With Abbie it is her anxiety and fear and the way it manifests in her alert/guard/fear barking when she hears or sees something. It's VERY hard to break and I'm afraid there is no hope. But I know she has come a long way. I remember when we first got her at 4.5 months old. She was terrified of everything. Even the sound of a door closing (in a normal manner, not being slammed) would make her urinate from fear. Everything scared her. I didn't think we'd ever be able to play off leash, but I've been bringing her across the street to the farm (about 18 acres of fenced in land) and let her off leash thinking "oh hell, let's try it, there's dogs around so she won't go very far I hope." She's been great. I've been using it as an opportunity to work on her recall and she is doing FANTASTIC. We actually just had a play session in my front yard for about 15 minutes of fetch. I'm beaming with pride and love for my gal  We did sit, lay, stay, come and she is just such a good girl. It's nice that she is SO willing to please and she adores me and wants to make me happy if she knows what I'm asking. My friend came to visit from MD for my birthday in March and met Abbie for the first time. She's very good with animal behavior (though she's more skilled with horses, but does have some dog knowledge). She said even though Abbie is "quirky" that she's ultimately a great dog. Abbie and I were having a moment of snuggles and loves and she looks at me and goes "Meg, she really truly loves you. You can just tell." Funny how something so small and simple as that has been one of the best things I've ever heard....


----------



## DaneMama

bishopthesheltie said:


> Was she a rescue? I love your dane videos.. they are so cute!


Thanks! She is a "rescue" of sorts. We got her from a friend who got her from a breeder because she couldn't deal with her antics anymore. So we decided to take her in :wink:



meggels said:


> I think my biggest training obstacle with Murph is...Murph. I just....can't teach him anything besides sit lol
> 
> 
> With Abbie it is her anxiety and fear and the way it manifests in her alert/guard/fear barking when she hears or sees something. It's VERY hard to break and I'm afraid there is no hope. But I know she has come a long way. I remember when we first got her at 4.5 months old. She was terrified of everything. Even the sound of a door closing (in a normal manner, not being slammed) would make her urinate from fear. Everything scared her. I didn't think we'd ever be able to play off leash, but I've been bringing her across the street to the farm (about 18 acres of fenced in land) and let her off leash thinking "oh hell, let's try it, there's dogs around so she won't go very far I hope." She's been great. I've been using it as an opportunity to work on her recall and she is doing FANTASTIC. We actually just had a play session in my front yard for about 15 minutes of fetch. I'm beaming with pride and love for my gal  We did sit, lay, stay, come and she is just such a good girl. It's nice that she is SO willing to please and she adores me and wants to make me happy if she knows what I'm asking. My friend came to visit from MD for my birthday in March and met Abbie for the first time. She's very good with animal behavior (though she's more skilled with horses, but does have some dog knowledge). She said even though Abbie is "quirky" that she's ultimately a great dog. Abbie and I were having a moment of snuggles and loves and she looks at me and goes "Meg, she really truly loves you. You can just tell." Funny how something so small and simple as that has been one of the best things I've ever heard....

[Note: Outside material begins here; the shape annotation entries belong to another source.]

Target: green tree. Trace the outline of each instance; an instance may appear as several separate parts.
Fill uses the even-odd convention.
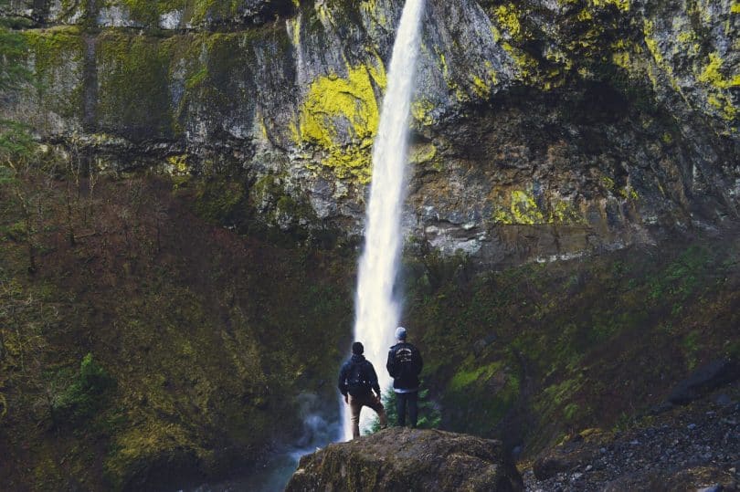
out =
[[[0,0],[0,7],[6,2]],[[17,97],[30,81],[26,66],[28,47],[25,37],[8,27],[0,18],[0,101]],[[11,190],[24,223],[24,236],[28,248],[28,270],[37,269],[37,233],[42,210],[37,186],[34,152],[37,148],[28,128],[18,121],[0,118],[0,185]]]

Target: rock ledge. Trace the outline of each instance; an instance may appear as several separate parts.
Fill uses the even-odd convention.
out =
[[[299,490],[513,492],[523,486],[499,441],[389,428],[303,456],[286,488]]]

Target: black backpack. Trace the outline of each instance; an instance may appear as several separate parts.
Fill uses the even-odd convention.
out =
[[[399,387],[418,386],[419,365],[413,346],[405,342],[399,343],[395,347],[392,357],[391,376],[400,383]]]
[[[365,376],[365,361],[354,362],[347,376],[347,393],[352,396],[367,396],[370,394],[370,382]]]

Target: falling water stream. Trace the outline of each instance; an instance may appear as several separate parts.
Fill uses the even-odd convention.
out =
[[[408,115],[418,55],[424,0],[407,0],[393,45],[388,87],[383,99],[380,125],[373,146],[373,182],[367,205],[365,249],[360,259],[355,299],[354,339],[375,366],[380,386],[388,387],[385,370],[400,305],[394,296],[403,235],[401,210],[406,189]],[[346,407],[344,402],[343,407]],[[352,437],[349,410],[344,408],[344,438]],[[371,419],[365,411],[360,423]]]
[[[388,70],[388,86],[383,99],[380,124],[373,147],[373,183],[367,205],[365,243],[360,259],[355,299],[355,340],[362,340],[365,356],[371,360],[384,390],[390,378],[386,372],[386,356],[393,342],[394,330],[400,318],[400,305],[394,297],[403,235],[401,209],[406,183],[408,116],[413,79],[419,47],[419,25],[424,0],[407,0],[393,46]],[[336,438],[352,437],[348,409],[341,402],[342,427],[316,412],[315,402],[301,405],[304,438],[283,453],[268,460],[263,471],[250,471],[243,478],[220,484],[187,487],[188,492],[232,492],[236,490],[281,490],[301,455],[311,453]],[[365,413],[361,425],[367,426]],[[341,431],[341,432],[337,432]]]

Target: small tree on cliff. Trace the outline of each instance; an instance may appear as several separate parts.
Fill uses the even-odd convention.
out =
[[[0,6],[2,6],[0,1]],[[14,91],[22,90],[30,79],[26,68],[27,46],[25,38],[0,19],[0,102],[5,103]],[[28,270],[36,271],[37,224],[40,213],[37,194],[33,193],[34,150],[28,129],[17,121],[0,118],[0,185],[7,186],[17,201],[28,246]]]

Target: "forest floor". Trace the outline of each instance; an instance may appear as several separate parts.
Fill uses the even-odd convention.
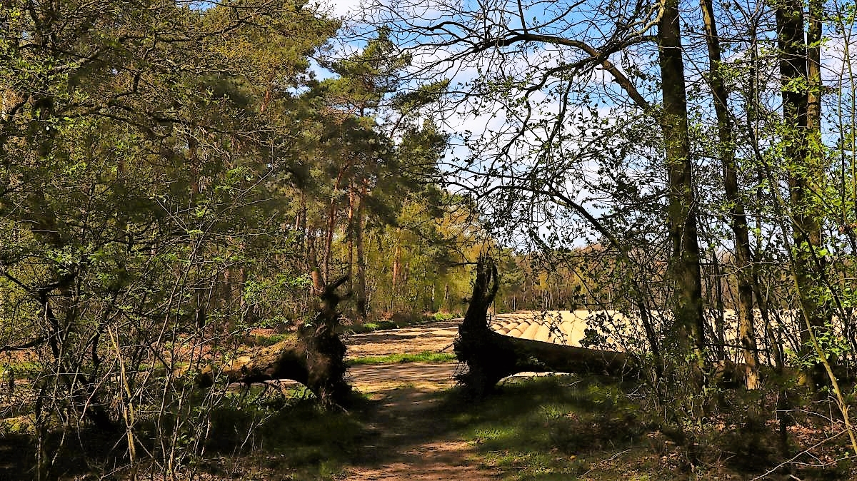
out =
[[[348,336],[345,338],[348,359],[452,351],[458,322],[452,320]],[[618,469],[605,471],[601,469],[604,466],[599,467],[556,448],[536,452],[543,444],[542,438],[549,436],[548,430],[544,429],[544,406],[538,402],[546,393],[539,392],[538,386],[533,389],[522,385],[517,393],[511,393],[507,402],[486,407],[485,415],[482,416],[478,406],[456,395],[453,377],[458,368],[456,362],[352,365],[349,371],[350,383],[373,406],[363,414],[365,426],[371,435],[359,454],[335,478],[349,481],[673,478],[650,477],[646,473],[638,473],[638,477],[634,475],[635,468],[625,469],[620,462]],[[516,377],[519,381],[529,376]],[[572,377],[557,379],[567,382]],[[510,386],[514,383],[511,381]],[[541,390],[550,391],[552,388],[549,384],[542,385]],[[510,416],[530,425],[536,419],[537,425],[516,425],[506,422],[506,418]],[[505,425],[500,425],[504,423]],[[519,439],[506,439],[514,430],[518,430]],[[527,443],[531,436],[540,439],[533,442],[530,450]],[[620,435],[616,437],[617,442],[622,442],[619,439],[622,437]],[[650,464],[650,459],[641,460],[637,451],[609,450],[597,457],[599,461],[612,462],[633,452],[632,455],[639,461],[636,464]],[[656,454],[648,457],[654,459],[656,464],[660,459]],[[650,472],[650,466],[644,471]]]
[[[459,321],[348,336],[349,359],[391,353],[418,353],[452,349]],[[361,460],[348,466],[342,479],[405,481],[496,479],[496,469],[474,462],[476,451],[436,416],[438,392],[454,385],[458,364],[396,363],[357,365],[350,382],[378,409],[369,413],[374,433],[363,446]]]
[[[494,330],[548,341],[539,339],[548,336],[543,329],[524,325],[532,314],[499,318]],[[451,353],[458,322],[346,336],[347,357],[354,363],[393,353]],[[578,344],[583,329],[567,327],[561,329],[566,342]],[[800,457],[806,461],[796,463],[796,470],[777,469],[784,458],[776,423],[768,418],[749,429],[741,390],[721,395],[722,409],[694,435],[699,451],[690,462],[674,436],[662,431],[667,430],[658,409],[638,392],[638,383],[524,373],[504,381],[497,395],[474,402],[455,388],[457,369],[454,360],[352,364],[350,383],[368,400],[354,413],[366,435],[327,478],[854,479],[857,472],[842,457],[842,436],[826,433],[830,428],[812,416],[794,419],[789,428],[792,453],[806,449]],[[824,437],[830,441],[824,451],[810,448]]]

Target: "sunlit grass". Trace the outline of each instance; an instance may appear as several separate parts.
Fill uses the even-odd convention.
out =
[[[349,360],[349,364],[354,365],[375,365],[375,364],[401,364],[407,362],[452,362],[455,360],[455,354],[452,353],[435,353],[434,351],[423,351],[422,353],[405,353],[387,354],[386,356],[365,356]]]

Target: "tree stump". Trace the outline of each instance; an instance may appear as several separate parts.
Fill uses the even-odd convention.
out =
[[[625,353],[517,339],[494,332],[488,323],[488,309],[498,287],[494,260],[481,257],[476,263],[473,295],[455,339],[455,355],[467,366],[456,380],[471,396],[489,394],[500,379],[518,372],[639,374],[636,358]]]
[[[291,379],[305,385],[326,407],[345,403],[351,392],[345,382],[345,345],[336,333],[341,298],[336,293],[347,276],[326,286],[318,315],[297,330],[297,341],[285,340],[260,349],[253,356],[239,358],[223,370],[232,383],[261,383]],[[209,370],[202,383],[213,382]]]

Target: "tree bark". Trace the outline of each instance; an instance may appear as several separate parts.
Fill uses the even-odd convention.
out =
[[[318,315],[312,324],[298,329],[297,341],[282,341],[253,356],[239,358],[223,369],[226,379],[248,384],[291,379],[305,385],[323,406],[345,403],[351,387],[345,380],[345,345],[336,332],[339,316],[336,307],[341,300],[336,289],[347,279],[343,276],[325,286]],[[210,385],[213,370],[204,371],[197,382]]]
[[[816,2],[817,0],[813,0]],[[820,28],[820,24],[819,24]],[[809,330],[824,329],[827,316],[824,306],[819,304],[813,288],[818,284],[813,277],[822,274],[821,259],[817,258],[817,250],[821,246],[821,224],[819,213],[812,208],[812,190],[821,163],[814,158],[818,152],[810,148],[811,139],[814,137],[816,125],[810,126],[812,120],[817,124],[820,119],[813,106],[810,109],[811,85],[807,64],[807,54],[813,55],[808,49],[804,38],[803,2],[800,0],[781,0],[776,5],[777,43],[780,49],[779,63],[782,90],[782,121],[784,161],[789,168],[788,187],[791,203],[794,255],[793,257],[794,282],[800,300],[800,308],[806,322],[806,329],[801,330],[800,340],[804,345],[803,353],[812,355]],[[812,35],[820,36],[820,29]],[[813,66],[813,75],[817,66]],[[820,79],[812,81],[820,81]],[[810,112],[812,117],[810,118]],[[818,177],[820,178],[820,177]],[[820,385],[824,383],[825,373],[820,363],[816,363],[808,373],[812,383]]]
[[[467,365],[456,379],[470,395],[482,397],[503,377],[525,371],[639,375],[636,359],[625,353],[517,339],[491,330],[488,310],[498,287],[494,260],[480,258],[473,295],[455,340],[455,355]]]
[[[743,347],[744,365],[746,366],[746,387],[758,388],[758,359],[756,346],[756,329],[753,319],[752,254],[747,229],[744,201],[738,188],[738,168],[735,163],[734,131],[729,115],[728,97],[721,72],[720,37],[714,19],[711,0],[702,0],[703,21],[709,54],[709,85],[714,97],[714,110],[717,116],[719,151],[723,170],[723,190],[729,205],[729,227],[735,242],[735,276],[738,281],[738,332]]]
[[[704,318],[679,2],[665,0],[662,8],[657,41],[663,97],[661,129],[668,173],[667,219],[672,244],[669,270],[675,282],[674,326],[671,335],[682,349],[694,353],[696,362],[702,367],[704,362]]]

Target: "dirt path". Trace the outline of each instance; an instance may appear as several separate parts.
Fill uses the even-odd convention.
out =
[[[392,353],[440,351],[452,344],[458,322],[351,336],[351,357]],[[449,426],[437,410],[441,391],[454,384],[456,363],[355,365],[353,386],[377,403],[369,416],[374,437],[363,446],[362,460],[345,471],[343,479],[493,480],[500,472],[479,466],[476,451]]]

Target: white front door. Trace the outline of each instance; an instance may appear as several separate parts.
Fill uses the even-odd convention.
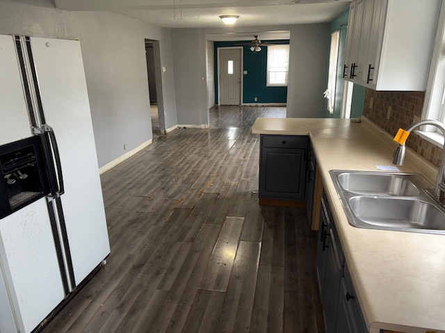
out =
[[[239,105],[241,90],[241,49],[220,50],[220,104]]]

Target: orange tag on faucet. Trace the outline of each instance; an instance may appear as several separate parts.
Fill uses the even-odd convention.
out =
[[[405,144],[405,142],[406,141],[406,139],[408,138],[409,135],[410,135],[410,132],[407,132],[406,130],[402,128],[399,128],[398,131],[397,132],[397,134],[394,137],[394,140],[396,142],[398,142],[400,144]]]

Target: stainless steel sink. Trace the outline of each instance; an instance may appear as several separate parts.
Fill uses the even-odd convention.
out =
[[[445,213],[421,200],[355,196],[349,204],[357,219],[377,227],[445,230]]]
[[[408,175],[343,172],[339,175],[338,180],[343,189],[356,194],[396,196],[417,196],[420,194],[420,191],[409,179]]]
[[[331,170],[351,225],[445,234],[445,210],[426,192],[418,173]]]

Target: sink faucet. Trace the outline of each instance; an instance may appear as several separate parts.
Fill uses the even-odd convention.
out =
[[[436,120],[430,120],[430,119],[425,119],[421,120],[419,121],[416,121],[414,123],[410,126],[408,126],[405,130],[408,133],[411,133],[412,130],[416,128],[416,127],[421,126],[423,125],[432,125],[437,128],[439,128],[444,137],[445,137],[445,126],[444,124],[439,121]],[[445,146],[444,146],[445,148]],[[405,159],[405,142],[403,144],[399,144],[398,146],[396,148],[394,151],[394,155],[393,155],[392,163],[395,165],[403,165],[403,160]],[[434,192],[431,193],[430,191],[427,190],[427,193],[432,196],[436,200],[439,200],[439,199],[444,198],[444,196],[442,194],[442,192],[445,192],[445,149],[443,149],[442,153],[442,160],[440,162],[440,165],[439,166],[439,170],[437,171],[437,178],[436,178],[436,185],[435,187]]]

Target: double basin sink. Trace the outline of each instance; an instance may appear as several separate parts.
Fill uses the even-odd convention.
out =
[[[330,171],[349,223],[368,229],[445,234],[445,210],[418,173]]]

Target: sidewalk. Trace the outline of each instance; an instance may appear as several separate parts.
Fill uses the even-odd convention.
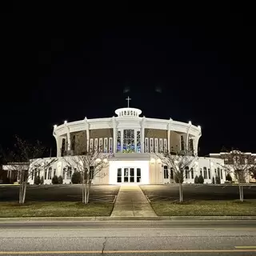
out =
[[[157,217],[141,188],[121,186],[110,217]]]

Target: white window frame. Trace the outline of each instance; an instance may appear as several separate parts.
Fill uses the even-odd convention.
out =
[[[104,153],[107,153],[107,138],[104,138]]]
[[[162,153],[162,138],[159,138],[159,151]]]
[[[94,138],[94,150],[98,150],[98,138]]]
[[[103,138],[100,138],[98,142],[98,148],[100,151],[103,151],[102,146],[103,146]]]
[[[154,139],[153,138],[150,138],[150,153],[154,153]]]
[[[109,152],[113,153],[113,138],[110,138]]]
[[[90,150],[94,150],[94,139],[93,138],[90,139]]]
[[[163,150],[164,153],[167,153],[167,138],[163,139]]]
[[[145,138],[145,152],[148,153],[149,152],[149,138]]]
[[[154,152],[158,153],[158,138],[154,138]]]

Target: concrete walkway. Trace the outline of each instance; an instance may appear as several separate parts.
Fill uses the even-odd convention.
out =
[[[121,186],[111,217],[156,217],[138,185]]]

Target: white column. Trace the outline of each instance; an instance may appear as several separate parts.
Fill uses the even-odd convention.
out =
[[[122,153],[122,146],[123,146],[123,129],[121,130],[121,153]]]
[[[170,118],[169,124],[168,124],[168,131],[167,131],[167,149],[168,149],[168,153],[170,151],[170,129],[171,129],[171,123],[172,123],[173,119]]]
[[[112,118],[112,126],[113,126],[113,153],[117,153],[117,124],[115,117]]]
[[[192,126],[191,122],[189,122],[189,128],[187,129],[187,132],[186,132],[186,149],[188,150],[189,150],[189,138],[190,138],[190,128]]]
[[[90,131],[89,131],[89,123],[86,117],[85,118],[85,126],[86,130],[86,151],[89,152],[90,148]]]
[[[141,152],[145,153],[145,117],[142,118],[141,126]]]

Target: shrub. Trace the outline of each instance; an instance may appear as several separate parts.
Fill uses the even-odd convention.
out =
[[[198,184],[199,183],[199,178],[198,175],[196,175],[194,177],[194,184]]]
[[[221,178],[219,176],[216,177],[216,184],[221,184]]]
[[[59,175],[58,178],[58,184],[63,184],[63,178],[62,175]]]
[[[41,177],[40,178],[40,185],[43,185],[45,179],[43,178],[43,176]]]
[[[205,180],[204,180],[203,177],[202,175],[199,175],[199,177],[198,177],[198,183],[199,184],[203,184],[204,181]]]
[[[80,173],[78,171],[75,171],[72,174],[71,182],[73,184],[79,184],[79,183],[81,183],[81,181],[82,181],[82,177],[81,177]]]
[[[232,177],[231,177],[230,174],[226,174],[226,180],[229,181],[229,182],[232,182]]]
[[[51,179],[51,182],[53,184],[58,184],[58,176],[57,175],[54,175],[53,177],[53,178]]]
[[[39,185],[40,184],[40,177],[39,176],[35,176],[34,177],[34,185]]]

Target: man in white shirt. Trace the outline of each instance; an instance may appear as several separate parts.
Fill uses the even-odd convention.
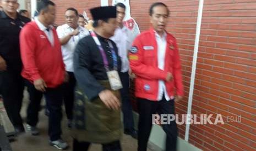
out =
[[[63,100],[68,120],[68,126],[71,127],[74,104],[74,90],[75,79],[73,65],[75,46],[80,39],[89,34],[89,31],[78,25],[79,14],[73,8],[69,8],[65,13],[66,24],[58,27],[57,32],[62,45],[62,57],[69,81],[64,85]]]
[[[115,32],[114,36],[111,39],[116,43],[118,48],[118,55],[122,61],[122,68],[119,74],[123,84],[123,89],[121,90],[120,92],[122,97],[124,133],[129,135],[134,138],[137,138],[137,133],[134,129],[132,106],[129,98],[129,66],[128,51],[131,47],[133,42],[132,32],[123,24],[123,20],[125,16],[126,6],[121,3],[118,3],[116,5],[117,7],[117,22],[118,27]]]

I would love to get my training hands on your dogs :biggrin:


----------



## meggels

I would love for you to! Get on over here and help me out please lol!


----------



## eternalstudent

My issue with becka is the fact that she is overly friendly and thinks that everyone should be her friend. Nearly everywhere I take her this is fine as I have got to know the other people and dogs. They all complement me and her on how nice she is. However, this does mean that if we meet new people out she will still run up to them and try and say hello. Problem being that most people think that a rotti running full pelt towards them is not a good thing, and after making small sewerage works in the pants scoop there dogs up and make the situation tons worse.

My issue is that unless I catch her just before she bolts she is in a different world to me. I get a split second where she is deciding and if I miss it then all the calling in the world won't work.

Every so often I go back to long line work with her to re-enforce it but it is nearly impossible for me to recreate the situations and when I training with her she is much more focused on me as I am on her.

Still she is only young and I have plenty of time to work with her :-0


----------



## Caty M

Lol eternal, our neighbour has a pit bull x Rhodesian ridgeback who is just the friendliest thing.. but she looks like a huge pit bull. Like she is honestly the friendliest dog I have ever met and will try to sit on your lap. But she is the same thing.. she LOVES people.. I've walked her before when she charges up to kids lol and their parents are frozen with fear as she enthusiastically washes their faces. Some people will change the side of the road they are walking on when she is coming towards them.


----------



## MissusMac

Recall was great until the last couple of weeks. I think he finally remembered that he's a husky and must give mom a hard time with recall. le sigh.


----------



## FL Cracker

Where do I start with a 5 mo old....opcorn: "vacancy" sign is lit when were working with distractions (dog's...people ect) and forget about eye contact. I could hold a side of beef on her forehead and she's in "outer space"...but we will get there.


----------



## SerenityFL

FL Cracker said:


> Where do I start with a 5 mo old....opcorn: "vacancy" sign is lit when were working with distractions (dog's...people ect) and forget about eye contact. I could hold a side of beef on her forehead and she's in "outer space"...but we will get there.


Is she focused on that other stuff and not you? What I've noticed with the hoodlums and distractions is not that they aren't focusing...they are focused all right, just not on the right thing. To me that tells me the distraction is too high. Step back and start with a much smaller distraction. When she's focusing on you all the time with that minimal distraction, lead up to something just a step up from that. When she starts focusing on you through that all the time, up it again. 

When I'm in the yard with the boy, for example, his focus is on me darn near 100% of the time. When I have Sakari on leash, her focus is on me darn near 100% of the time.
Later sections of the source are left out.